If I hold back, I’m no good. I’m no good. I’d rather be good sometimes, than holding back all the time.

“Se mi freno, non sto bene. Non sto bene. Preferisco stare bene ogni tanto, che trattenermi tutto il tempo”.

E ha scelto proprio questa strada Janis Joplin. Il 19 gennaio 2013 avrebbe compiuto 70 anni, ma una overdose di eroina l’ha uccisa molto prima. Era il 4 ottobre 1970: Janis fu ritrovata morta in una stanza di albergo a Hollywood, a soli 15 giorni di distanza dalla morte di un altro mito del rock, Jimi Hendrix. Entrambi avevano 27 anni. E’ proprio con loro che nasce il famigerato Club 27 che, 24 anni dopo, vanterà tra i suoi membri un altro artista maledetto, Kurt Cobain.

Una vita di eccessi, quella di Janis Joplin. Ottima studentessa, ma piena di complessi per il suo aspetto fisico, vive con profondo disagio gli anni della scuola in Texas. Nel 1963 una confraternita maschile le assegna il titolo di  “Ugliest Man on Campus”, l’Uomo più brutto del campus. E’ troppo per lei: lascia il college e si dedica interamente alla sua passione, il soul, nato negli anni dell’adolescenza con l’amore per Odetta, Leadbelly e Bessie Smith.

Janis Joplin

Punto di riferimento per lo stile e la moda, oltre che per la musica (fonte: ondarock.it)

Inizia ad esibirsi con i Big Brother and the Holding Company: la sua voce roca e abrasiva, unita al blues del gruppo, riscuote un successo enorme. Janis lascia la band e inizia la carriera da solista: l’apprezzamento della critica e del pubblico non tardano ad arrivare.
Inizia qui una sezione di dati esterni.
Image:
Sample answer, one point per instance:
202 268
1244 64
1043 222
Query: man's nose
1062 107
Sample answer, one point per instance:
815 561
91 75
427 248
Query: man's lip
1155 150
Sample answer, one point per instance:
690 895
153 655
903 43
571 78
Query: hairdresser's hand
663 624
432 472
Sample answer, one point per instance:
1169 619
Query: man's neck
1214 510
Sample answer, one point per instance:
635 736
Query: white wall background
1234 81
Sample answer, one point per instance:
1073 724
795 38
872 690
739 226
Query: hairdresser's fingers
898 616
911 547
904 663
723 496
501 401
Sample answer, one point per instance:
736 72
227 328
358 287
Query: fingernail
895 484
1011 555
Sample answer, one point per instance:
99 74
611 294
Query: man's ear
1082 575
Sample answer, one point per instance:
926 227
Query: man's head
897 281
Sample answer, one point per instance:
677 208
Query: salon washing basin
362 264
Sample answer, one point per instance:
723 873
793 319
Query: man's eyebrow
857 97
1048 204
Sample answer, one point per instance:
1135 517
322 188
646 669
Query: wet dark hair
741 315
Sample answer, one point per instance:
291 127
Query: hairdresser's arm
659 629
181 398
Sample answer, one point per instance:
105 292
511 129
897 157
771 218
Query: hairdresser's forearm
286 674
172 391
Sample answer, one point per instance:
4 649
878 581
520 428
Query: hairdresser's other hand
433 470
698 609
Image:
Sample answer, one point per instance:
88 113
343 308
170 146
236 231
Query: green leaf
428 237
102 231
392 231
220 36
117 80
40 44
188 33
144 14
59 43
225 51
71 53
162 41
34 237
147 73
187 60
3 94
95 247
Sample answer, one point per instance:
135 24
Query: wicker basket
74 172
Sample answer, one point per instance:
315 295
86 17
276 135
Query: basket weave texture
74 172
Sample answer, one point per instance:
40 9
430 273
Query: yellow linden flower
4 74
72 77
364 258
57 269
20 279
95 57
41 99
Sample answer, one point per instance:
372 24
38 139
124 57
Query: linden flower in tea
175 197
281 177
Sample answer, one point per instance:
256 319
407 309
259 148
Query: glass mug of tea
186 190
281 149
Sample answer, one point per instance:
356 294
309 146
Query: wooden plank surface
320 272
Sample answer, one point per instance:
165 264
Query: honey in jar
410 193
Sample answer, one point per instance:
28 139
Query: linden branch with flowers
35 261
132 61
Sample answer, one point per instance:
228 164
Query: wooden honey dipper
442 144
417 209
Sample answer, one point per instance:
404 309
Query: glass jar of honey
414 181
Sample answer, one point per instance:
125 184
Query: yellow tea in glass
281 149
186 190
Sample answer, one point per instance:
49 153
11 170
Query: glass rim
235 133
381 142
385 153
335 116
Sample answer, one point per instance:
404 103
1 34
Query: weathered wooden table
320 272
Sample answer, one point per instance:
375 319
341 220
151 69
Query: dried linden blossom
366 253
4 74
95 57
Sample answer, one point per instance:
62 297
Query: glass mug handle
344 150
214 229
E, grazie alla forza e al fascino che sprigionava sul palco, anche quello del mondo della moda: lei che era stata umiliata per il suo aspetto fisico, diventa un sex symbol, e giudicata da Vogue una vera icona di stile.

Partecipa a Woodstock, al concerto in memoria di Martin Luther King, si impegna attivamente contro la guerra in Vietnam e la discriminazione razziale. Compra una lapide più dignitosa per Bessie Smith, la cantante da lei tanto amata, morta per dissanguamento in seguito a un incidente dopo che tre ospedali l’avevano rifiutata per il colore della sua pelle.
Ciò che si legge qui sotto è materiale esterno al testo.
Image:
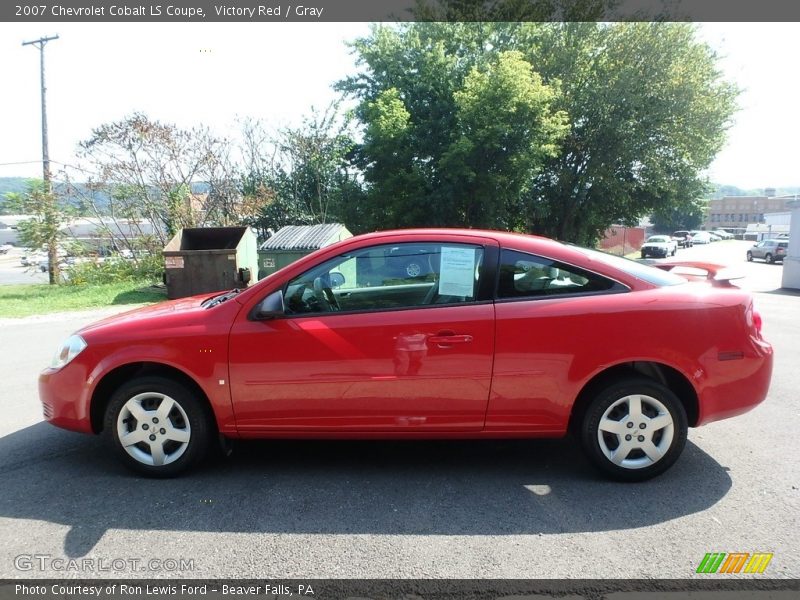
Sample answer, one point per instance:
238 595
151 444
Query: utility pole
52 247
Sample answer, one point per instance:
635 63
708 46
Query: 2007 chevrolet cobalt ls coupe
500 335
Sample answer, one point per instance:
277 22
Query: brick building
740 211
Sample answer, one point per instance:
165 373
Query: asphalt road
510 509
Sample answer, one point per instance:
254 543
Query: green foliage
301 176
684 215
96 271
26 300
557 128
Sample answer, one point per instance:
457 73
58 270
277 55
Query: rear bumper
743 385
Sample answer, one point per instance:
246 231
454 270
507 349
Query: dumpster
295 241
210 259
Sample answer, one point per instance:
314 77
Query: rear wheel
157 426
634 430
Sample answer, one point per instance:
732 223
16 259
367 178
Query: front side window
388 277
525 275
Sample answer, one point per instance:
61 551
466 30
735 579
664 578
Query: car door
546 327
364 346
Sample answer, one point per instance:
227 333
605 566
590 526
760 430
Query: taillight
757 321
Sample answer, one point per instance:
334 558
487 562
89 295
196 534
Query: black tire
188 419
665 441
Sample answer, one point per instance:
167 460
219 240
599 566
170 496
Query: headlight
69 350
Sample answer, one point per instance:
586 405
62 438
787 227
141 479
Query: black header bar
264 11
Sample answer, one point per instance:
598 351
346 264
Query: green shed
296 241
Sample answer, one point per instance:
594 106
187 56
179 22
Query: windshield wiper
214 300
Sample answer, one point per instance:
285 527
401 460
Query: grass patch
26 300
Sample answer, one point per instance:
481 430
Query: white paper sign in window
457 273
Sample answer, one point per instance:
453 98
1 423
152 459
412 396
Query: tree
623 118
44 230
301 175
686 215
151 170
454 132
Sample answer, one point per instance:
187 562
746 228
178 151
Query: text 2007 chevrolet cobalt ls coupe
499 336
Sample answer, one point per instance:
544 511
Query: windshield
638 269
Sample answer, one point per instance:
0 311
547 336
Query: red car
506 336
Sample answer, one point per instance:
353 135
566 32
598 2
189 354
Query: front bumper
65 397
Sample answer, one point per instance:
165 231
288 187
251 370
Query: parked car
659 246
514 336
683 239
769 250
701 237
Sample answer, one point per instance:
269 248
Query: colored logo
734 562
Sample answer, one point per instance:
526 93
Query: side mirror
270 307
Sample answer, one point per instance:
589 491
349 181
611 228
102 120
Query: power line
52 249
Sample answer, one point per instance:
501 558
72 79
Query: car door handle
446 339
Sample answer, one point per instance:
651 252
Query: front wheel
634 430
157 426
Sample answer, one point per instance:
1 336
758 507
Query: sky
191 73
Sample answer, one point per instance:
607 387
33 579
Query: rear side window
639 270
525 275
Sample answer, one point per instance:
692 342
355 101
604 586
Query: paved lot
389 509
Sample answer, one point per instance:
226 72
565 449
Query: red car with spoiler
495 335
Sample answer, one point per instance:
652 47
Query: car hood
155 312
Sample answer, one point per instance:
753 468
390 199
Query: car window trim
485 295
618 287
Punto di riferimento per la musica e lo stile ancora adesso, per le sue idee politiche e per il suo atteggiamento. Lei però non era dello stesso avviso: “I’m one of those regular weird people”, sono solo una di quelle normali, strane persone, diceva di sè.

E’ morta durante la produzione di un disco, Buried Alive in the Blues, sepolta nel blues. Mai titolo fu più profetico.